Philip G. Kreyenbroek schreitet als Stationen der Entwicklung des Schick­salsdenkens in der iranischen Religion die altiranische Zeit (seit 2000 v. Chr.), Zarathustra, den er früh datiert (1400/1200 v. Chr.), die achämenidische Zeit (6.–4. Jh. v. Chr.) und die Zeit der Sassaniden (3.–7. Jh. n. Chr.) ab. Eindrücklich arbeitet er die Modifikationen heraus, die der Zoroastrismus durch die Integration der babylonischen Astrologie im 6./5. Jh. v. Chr. und nach dem Zusam­menbruch des Achämenidenreichs unter Alexander d. Großen im 4. Jh. v. Chr. hinsichtlich der Entfaltung eines Geschichtsdeterminismus erfährt (83–103).
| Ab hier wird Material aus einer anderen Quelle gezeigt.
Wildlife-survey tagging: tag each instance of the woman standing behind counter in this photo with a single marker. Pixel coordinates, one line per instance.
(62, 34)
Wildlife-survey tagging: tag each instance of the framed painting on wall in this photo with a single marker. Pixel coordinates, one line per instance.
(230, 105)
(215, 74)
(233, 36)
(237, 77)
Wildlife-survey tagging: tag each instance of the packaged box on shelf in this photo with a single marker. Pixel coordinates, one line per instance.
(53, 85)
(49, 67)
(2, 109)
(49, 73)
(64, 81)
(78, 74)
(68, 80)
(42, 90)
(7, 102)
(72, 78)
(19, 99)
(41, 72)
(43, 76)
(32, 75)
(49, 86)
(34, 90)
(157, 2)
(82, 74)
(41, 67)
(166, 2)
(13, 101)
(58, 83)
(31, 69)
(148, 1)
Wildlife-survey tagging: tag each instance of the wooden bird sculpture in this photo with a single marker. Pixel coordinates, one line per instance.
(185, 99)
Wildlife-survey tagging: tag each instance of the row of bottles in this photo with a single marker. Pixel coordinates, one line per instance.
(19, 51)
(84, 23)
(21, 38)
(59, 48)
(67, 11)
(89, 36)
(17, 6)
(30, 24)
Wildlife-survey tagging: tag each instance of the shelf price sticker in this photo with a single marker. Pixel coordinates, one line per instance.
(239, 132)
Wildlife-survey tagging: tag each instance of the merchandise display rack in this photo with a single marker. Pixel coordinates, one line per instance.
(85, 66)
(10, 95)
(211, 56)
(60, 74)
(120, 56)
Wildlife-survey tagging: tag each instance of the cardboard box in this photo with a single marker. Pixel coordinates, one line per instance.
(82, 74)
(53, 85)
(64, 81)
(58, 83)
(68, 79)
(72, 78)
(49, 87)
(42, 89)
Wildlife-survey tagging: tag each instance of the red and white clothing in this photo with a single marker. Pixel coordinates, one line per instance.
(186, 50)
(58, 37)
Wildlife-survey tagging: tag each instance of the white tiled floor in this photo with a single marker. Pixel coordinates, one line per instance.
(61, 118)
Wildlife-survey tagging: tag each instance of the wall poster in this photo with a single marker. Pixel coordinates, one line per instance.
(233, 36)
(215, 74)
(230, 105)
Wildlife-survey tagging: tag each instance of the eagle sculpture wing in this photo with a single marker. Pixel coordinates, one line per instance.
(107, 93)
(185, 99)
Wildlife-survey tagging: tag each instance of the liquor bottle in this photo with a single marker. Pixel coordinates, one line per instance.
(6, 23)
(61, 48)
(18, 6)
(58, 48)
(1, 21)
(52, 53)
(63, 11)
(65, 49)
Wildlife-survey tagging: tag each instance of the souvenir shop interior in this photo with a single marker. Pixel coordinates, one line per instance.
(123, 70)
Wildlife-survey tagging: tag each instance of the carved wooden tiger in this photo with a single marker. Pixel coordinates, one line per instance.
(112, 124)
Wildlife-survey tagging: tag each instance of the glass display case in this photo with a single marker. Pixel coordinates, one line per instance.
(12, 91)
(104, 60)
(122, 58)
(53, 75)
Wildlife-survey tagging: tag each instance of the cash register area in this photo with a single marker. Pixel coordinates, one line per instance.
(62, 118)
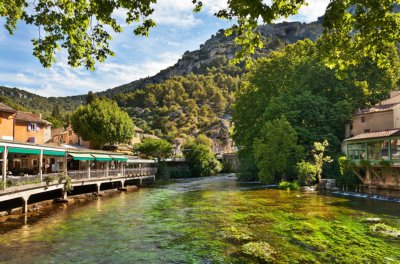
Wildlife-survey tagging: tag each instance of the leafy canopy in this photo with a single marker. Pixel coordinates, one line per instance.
(102, 122)
(154, 148)
(276, 151)
(354, 28)
(200, 158)
(315, 102)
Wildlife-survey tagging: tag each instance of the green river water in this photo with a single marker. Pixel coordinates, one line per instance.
(209, 220)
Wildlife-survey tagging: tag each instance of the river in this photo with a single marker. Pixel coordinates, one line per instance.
(209, 220)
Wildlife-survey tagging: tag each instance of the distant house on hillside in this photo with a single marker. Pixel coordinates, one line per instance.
(383, 116)
(372, 145)
(23, 126)
(137, 136)
(7, 115)
(67, 136)
(31, 128)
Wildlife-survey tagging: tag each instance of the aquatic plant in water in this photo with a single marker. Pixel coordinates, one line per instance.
(261, 250)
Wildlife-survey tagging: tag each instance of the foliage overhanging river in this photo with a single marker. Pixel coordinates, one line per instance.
(208, 220)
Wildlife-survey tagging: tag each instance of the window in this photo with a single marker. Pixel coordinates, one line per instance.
(32, 127)
(24, 163)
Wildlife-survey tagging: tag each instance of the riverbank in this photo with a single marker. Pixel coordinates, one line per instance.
(14, 219)
(211, 220)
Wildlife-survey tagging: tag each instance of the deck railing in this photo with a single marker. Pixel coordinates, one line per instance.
(79, 175)
(140, 171)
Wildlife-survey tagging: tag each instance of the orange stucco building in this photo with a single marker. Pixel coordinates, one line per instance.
(23, 126)
(7, 115)
(67, 136)
(383, 116)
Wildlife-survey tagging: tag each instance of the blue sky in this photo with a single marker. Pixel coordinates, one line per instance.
(178, 30)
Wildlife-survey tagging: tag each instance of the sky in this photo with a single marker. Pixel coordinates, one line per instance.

Hermann Spieckermann bietet die alttestamentliche Perspektive, wobei er auf das weitgehende Fehlen eines Begriffs für »Schicksal« und »Vorsehung« in der Hebräischen Bibel hinweist und sich dem vom Hellenismus wie von der Lektüre der biblischen Urgeschichte (Gen 1–11), dem Hiobbuch oder der aufkommenden Apokalyptik geprägten Buch Kohelet widmet, das er als einen Aufruf zum »Vertrauen gegen Lethargie und Resignation« liest (104–124). Gleichfalls jüdischen Schriften der hellenistisch(-römischen) Zeit ist der Beitrag von Reinhard G. Kratz verpflichtet, der am Beispiel der Loblieder aus Qumran (1QHodayot) und der Gemeinderegel (1QSerek) und entsprechenden Seitenblicken auf zeitgenössische jüdische Schriften, vor allem das Sirachbuch, aufzeigt, wie sich innerhalb der Qumrangemeinschaft im Verlauf des 2./1. Jh.s v. Chr. die Vorstellung von der Prädestination und dem unfreien Willen des Menschen entwickelt und wie sich dies in der Theologie, Anthropologie, Eschatologie und Ethik (nicht nur) der Qumrangemeinschaft niederschlägt (125–146).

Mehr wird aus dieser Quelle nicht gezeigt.